What is the developmental history of kidney blood supply and why we may see two renal blood supplies sometimes?

A

Kidneys develop lower down on the posterior wall. it changes its position during development because of differential growth rates. As it moves up it will lose blood supply from the lower portions then eventually gain an upper blood supply. Therefore we may see accessory renal artery that is the persistence of early renal blood supplies (25% - important in surgery).

43
Q

What is the venous system of the kidney like?

A

There are multiple veins that will unite at the sinus forming the right and left renal vein. The right renal vein goes directly into the IVC. But the left renal vein has to across the FRONT of the abdominal aorta to enter the left hand side of the IVC.

44
Q

What is the pathway of the ureter down towards the bladder?

A

The ureter is 25-30cm long and descends along the posterior abdominal wall structures. The ureters descend along on psoas major. Vertically it corresponds to the tip of the lumbar transverse processes (could be used as location reference in radiology).

Ureters take blood supply from whatever they are passing.

45
Q

What are the rules for narrowing of a muscular tube?

A

there will be narrowing at the beginning and end of the tube.
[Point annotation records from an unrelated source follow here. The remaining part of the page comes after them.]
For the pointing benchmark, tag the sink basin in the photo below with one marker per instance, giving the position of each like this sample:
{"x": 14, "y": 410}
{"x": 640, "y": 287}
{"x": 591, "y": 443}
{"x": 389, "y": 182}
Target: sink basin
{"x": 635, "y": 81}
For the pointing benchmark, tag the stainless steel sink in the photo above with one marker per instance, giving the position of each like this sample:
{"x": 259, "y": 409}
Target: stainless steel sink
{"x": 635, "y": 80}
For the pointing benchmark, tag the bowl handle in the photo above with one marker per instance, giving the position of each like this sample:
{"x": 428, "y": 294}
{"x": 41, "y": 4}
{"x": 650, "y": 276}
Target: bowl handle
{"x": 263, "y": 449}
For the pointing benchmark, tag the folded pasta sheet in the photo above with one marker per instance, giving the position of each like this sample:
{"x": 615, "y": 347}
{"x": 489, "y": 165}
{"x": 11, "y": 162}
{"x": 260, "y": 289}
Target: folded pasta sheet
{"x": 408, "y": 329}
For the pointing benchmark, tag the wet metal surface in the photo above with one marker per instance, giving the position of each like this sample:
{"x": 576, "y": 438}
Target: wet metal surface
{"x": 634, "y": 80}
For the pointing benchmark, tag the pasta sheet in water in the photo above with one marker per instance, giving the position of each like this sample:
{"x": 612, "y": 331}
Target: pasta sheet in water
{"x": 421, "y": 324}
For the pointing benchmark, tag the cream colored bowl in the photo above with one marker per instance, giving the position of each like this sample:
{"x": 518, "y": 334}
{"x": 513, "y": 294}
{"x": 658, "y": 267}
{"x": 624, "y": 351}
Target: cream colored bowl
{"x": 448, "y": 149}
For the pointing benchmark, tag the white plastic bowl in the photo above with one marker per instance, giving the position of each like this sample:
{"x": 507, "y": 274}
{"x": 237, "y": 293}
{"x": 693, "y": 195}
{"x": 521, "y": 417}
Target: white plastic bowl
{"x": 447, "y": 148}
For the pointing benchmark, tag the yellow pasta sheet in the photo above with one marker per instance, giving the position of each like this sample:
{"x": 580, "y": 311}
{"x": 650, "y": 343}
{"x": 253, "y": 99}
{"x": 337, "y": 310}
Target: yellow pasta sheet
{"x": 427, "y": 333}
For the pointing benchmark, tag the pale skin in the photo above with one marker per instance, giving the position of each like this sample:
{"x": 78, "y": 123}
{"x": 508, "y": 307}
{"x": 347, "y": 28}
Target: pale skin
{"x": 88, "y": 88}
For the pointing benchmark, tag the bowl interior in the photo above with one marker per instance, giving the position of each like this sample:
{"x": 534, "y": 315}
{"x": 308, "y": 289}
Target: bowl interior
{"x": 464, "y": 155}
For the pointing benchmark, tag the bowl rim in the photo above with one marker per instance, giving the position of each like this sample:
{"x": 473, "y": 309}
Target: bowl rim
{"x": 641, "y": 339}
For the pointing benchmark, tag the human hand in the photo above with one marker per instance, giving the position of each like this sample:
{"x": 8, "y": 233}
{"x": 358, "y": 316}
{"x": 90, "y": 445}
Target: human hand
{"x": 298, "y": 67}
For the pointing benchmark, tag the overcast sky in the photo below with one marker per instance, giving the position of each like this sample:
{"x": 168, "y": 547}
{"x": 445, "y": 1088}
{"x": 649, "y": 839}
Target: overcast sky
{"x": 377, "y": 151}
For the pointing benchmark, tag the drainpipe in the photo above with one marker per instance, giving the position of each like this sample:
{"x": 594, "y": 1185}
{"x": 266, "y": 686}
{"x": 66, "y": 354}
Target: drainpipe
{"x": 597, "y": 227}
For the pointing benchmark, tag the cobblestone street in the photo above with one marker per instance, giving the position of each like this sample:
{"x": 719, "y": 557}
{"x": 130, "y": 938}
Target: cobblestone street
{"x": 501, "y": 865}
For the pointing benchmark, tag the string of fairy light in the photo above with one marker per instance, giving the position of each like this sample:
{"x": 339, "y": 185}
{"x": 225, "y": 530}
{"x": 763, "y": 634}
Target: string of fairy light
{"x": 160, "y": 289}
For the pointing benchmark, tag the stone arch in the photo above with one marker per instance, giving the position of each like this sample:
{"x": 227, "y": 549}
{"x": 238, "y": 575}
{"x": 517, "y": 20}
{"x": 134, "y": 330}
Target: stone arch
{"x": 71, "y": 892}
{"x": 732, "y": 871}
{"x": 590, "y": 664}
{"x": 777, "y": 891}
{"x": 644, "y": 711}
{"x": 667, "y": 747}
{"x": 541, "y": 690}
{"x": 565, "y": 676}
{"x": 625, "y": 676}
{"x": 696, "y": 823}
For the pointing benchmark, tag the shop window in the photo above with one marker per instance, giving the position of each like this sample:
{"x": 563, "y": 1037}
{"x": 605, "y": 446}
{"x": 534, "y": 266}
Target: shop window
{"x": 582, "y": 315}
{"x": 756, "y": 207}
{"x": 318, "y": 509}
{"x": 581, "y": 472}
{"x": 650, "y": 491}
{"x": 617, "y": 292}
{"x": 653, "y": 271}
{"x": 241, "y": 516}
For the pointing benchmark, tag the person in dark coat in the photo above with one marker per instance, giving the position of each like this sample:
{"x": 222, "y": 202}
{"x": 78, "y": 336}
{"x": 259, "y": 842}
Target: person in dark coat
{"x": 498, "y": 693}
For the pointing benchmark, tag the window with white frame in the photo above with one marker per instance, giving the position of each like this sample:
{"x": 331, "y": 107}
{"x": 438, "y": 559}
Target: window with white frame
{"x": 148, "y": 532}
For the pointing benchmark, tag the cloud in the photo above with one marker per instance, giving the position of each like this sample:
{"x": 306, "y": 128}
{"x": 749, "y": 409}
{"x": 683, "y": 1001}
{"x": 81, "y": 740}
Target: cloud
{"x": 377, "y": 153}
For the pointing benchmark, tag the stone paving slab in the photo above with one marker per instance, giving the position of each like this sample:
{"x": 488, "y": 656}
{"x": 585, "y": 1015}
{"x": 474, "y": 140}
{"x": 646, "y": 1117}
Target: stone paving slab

Any other narrowing in the middle is due to impingement from external structures.

46
Q

How does the ureter enter the bladder and what is the significance of this?

A

The ureter will enter the bladder diagonally so that during urination the bladder will contract and narrow off the ureter. This will prevent backflow and acts a physiolocal sphincter.

47
Q

Where is the fourth narrowing on the ureter found?

A

It is found as the ureter passes and kinks over the pelvin brim.